Spotify CEO Daniel Ek told employees on Wednesday that the streaming platform has no editorial discretion over the Joe Rogan Experience. His remarks come amid an ongoing campaign to deplatform the popular podcaster over “misinformation.”
Spotify employees have previously attempted to censor the popular podcast after taking offence to comments Rogan made about transgender athletes in women’s sports.
The Los Angeles Times reported on Wednesday that Ek told employees that the company has no say over Rogan’s guest list and that it can only take action against the podcaster after the episodes are uploaded.
The report points out that critics claim Rogan has spread coronavirus misinformation, although it, like many other reports on the controversy, failed to highlight or identify, what, if any, episodes have spread misinformation. Furthermore, most of Rogan’s detractors have not provided any specific examples of the podcaster’s alleged wrongdoings.
The article, which was co-written by Matt Pearce and Wendy Lee, appears to have been sourced by Spotify employees eager to cast the company in a negative light in order to pressure it into censoring Rogan. It says in part:
At the employee town hall, both Ek and chief content and advertising business officer Dawn Ostroff “repeatedly used the phrase ‘if we were a publisher,’ very strongly implying we are not a publisher, so we don’t have editorial responsibility” for Rogan’s show, said a second Spotify employee who listened to the remarks — and who, like some Spotify employees listening, found the executives’ position “a dubious assertion at best.”
In a chat linked to the town hall livestream, “A large portion of the angry comments were about how Spotify’s exclusive with Rogan means it’s more than just a regular platform,” said one employee.

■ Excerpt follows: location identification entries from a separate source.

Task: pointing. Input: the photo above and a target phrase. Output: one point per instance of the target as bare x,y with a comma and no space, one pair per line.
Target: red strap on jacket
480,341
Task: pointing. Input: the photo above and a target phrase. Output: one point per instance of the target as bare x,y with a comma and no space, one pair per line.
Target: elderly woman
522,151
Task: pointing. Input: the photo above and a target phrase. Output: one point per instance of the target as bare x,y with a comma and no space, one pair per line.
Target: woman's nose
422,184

In an earnings call, Ek appeared to take a slightly stronger stance against the left-wing media backlash.
“We don’t change our policies based on one creator, nor do we change that based on any media cycle or calls from anyone else,” Ek said. “Our policies have been carefully written with the input from numbers of internal and external experts in this space, and I do believe they’re right for our platform.”

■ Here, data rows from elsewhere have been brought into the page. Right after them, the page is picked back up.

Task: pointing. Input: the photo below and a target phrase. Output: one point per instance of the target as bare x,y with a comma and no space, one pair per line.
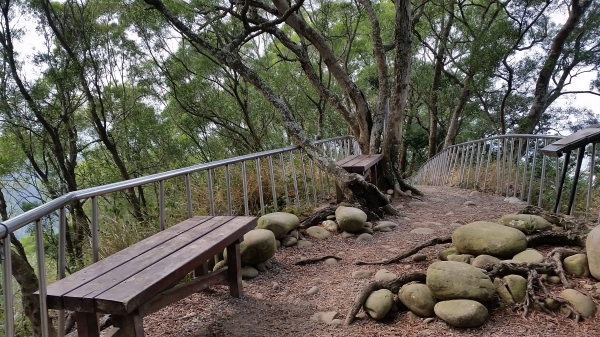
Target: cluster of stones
457,290
281,229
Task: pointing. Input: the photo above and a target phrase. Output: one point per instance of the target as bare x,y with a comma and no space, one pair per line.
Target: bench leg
234,269
87,324
130,325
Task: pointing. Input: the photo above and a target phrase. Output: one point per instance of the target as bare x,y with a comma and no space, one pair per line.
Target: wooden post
234,269
129,325
87,324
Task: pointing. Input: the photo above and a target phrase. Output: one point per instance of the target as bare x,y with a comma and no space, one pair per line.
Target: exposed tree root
414,250
556,238
557,219
316,259
393,286
317,217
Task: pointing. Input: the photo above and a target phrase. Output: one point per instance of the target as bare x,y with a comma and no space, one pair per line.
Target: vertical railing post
188,196
95,229
39,242
161,204
9,315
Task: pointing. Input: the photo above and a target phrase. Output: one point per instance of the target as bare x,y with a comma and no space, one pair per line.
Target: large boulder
577,265
279,223
259,245
583,304
379,303
418,299
350,219
482,237
529,255
462,313
592,246
449,280
526,223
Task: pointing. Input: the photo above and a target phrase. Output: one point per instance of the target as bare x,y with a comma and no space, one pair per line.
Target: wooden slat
58,289
81,299
182,291
341,162
127,296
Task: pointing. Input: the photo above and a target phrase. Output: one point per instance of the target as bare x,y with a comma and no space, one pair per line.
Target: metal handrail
331,146
519,167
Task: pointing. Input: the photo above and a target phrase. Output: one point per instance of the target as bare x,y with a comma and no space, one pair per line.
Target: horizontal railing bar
30,216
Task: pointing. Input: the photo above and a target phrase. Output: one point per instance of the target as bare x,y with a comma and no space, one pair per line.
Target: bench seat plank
128,295
81,299
58,289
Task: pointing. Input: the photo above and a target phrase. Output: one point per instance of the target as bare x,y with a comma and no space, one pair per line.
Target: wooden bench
359,164
144,278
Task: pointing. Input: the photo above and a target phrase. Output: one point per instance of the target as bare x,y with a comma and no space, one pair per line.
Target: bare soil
285,309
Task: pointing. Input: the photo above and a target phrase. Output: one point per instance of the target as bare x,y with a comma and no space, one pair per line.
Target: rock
443,255
259,245
331,262
418,257
482,260
529,255
462,313
551,303
249,272
360,274
365,230
350,219
279,223
577,265
418,299
379,303
517,285
330,225
261,267
526,223
583,304
303,244
384,275
423,231
313,290
364,237
502,292
387,225
318,232
464,258
553,279
346,235
449,280
482,237
326,317
288,241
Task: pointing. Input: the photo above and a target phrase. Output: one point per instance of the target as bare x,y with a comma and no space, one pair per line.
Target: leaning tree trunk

“Usually when we have controversies in the past, those are measured in months, not days,” he added. “But I feel good about where we are in relation to that and top-line trends look healthy still.”
The company announced on Sunday that it was publishing its content policy, and that it will create a coronavirus information hub, the Wall Street Journal reported.

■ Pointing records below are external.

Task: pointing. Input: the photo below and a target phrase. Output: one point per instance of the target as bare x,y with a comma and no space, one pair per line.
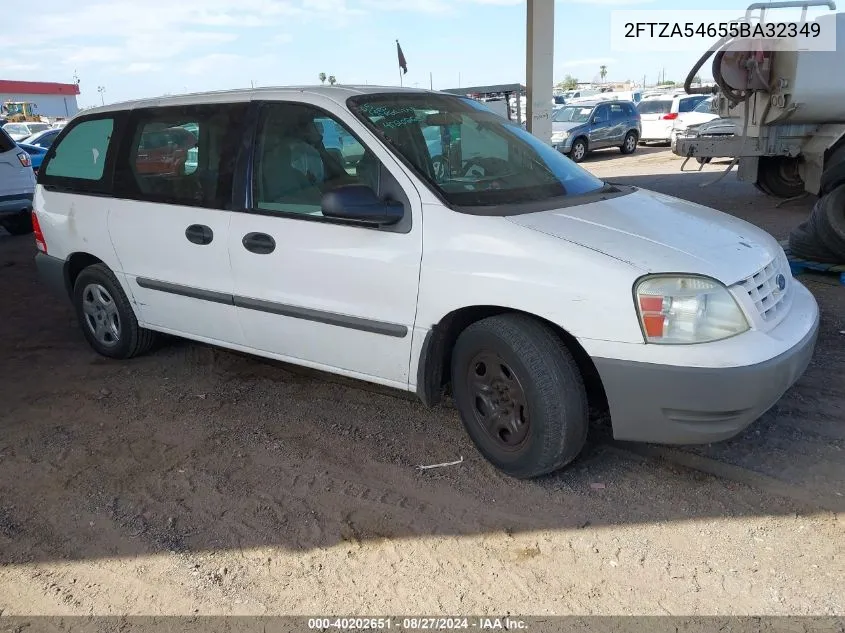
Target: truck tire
829,216
804,242
520,395
778,176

“We have had rules in place for many years but admittedly, we haven’t been transparent around the policies that guide our content more broadly. This, in turn, led to questions around their application to serious issues including COVID-19,” CEO Daniel Ek wrote on Sunday in a public letter.
“Based on the feedback over the last several weeks, it’s become clear to me that we have an obligation to do more to provide balance and access to widely-accepted information from the medical and scientific communities guiding us through this unprecedented time. These issues are incredibly complex,” he said.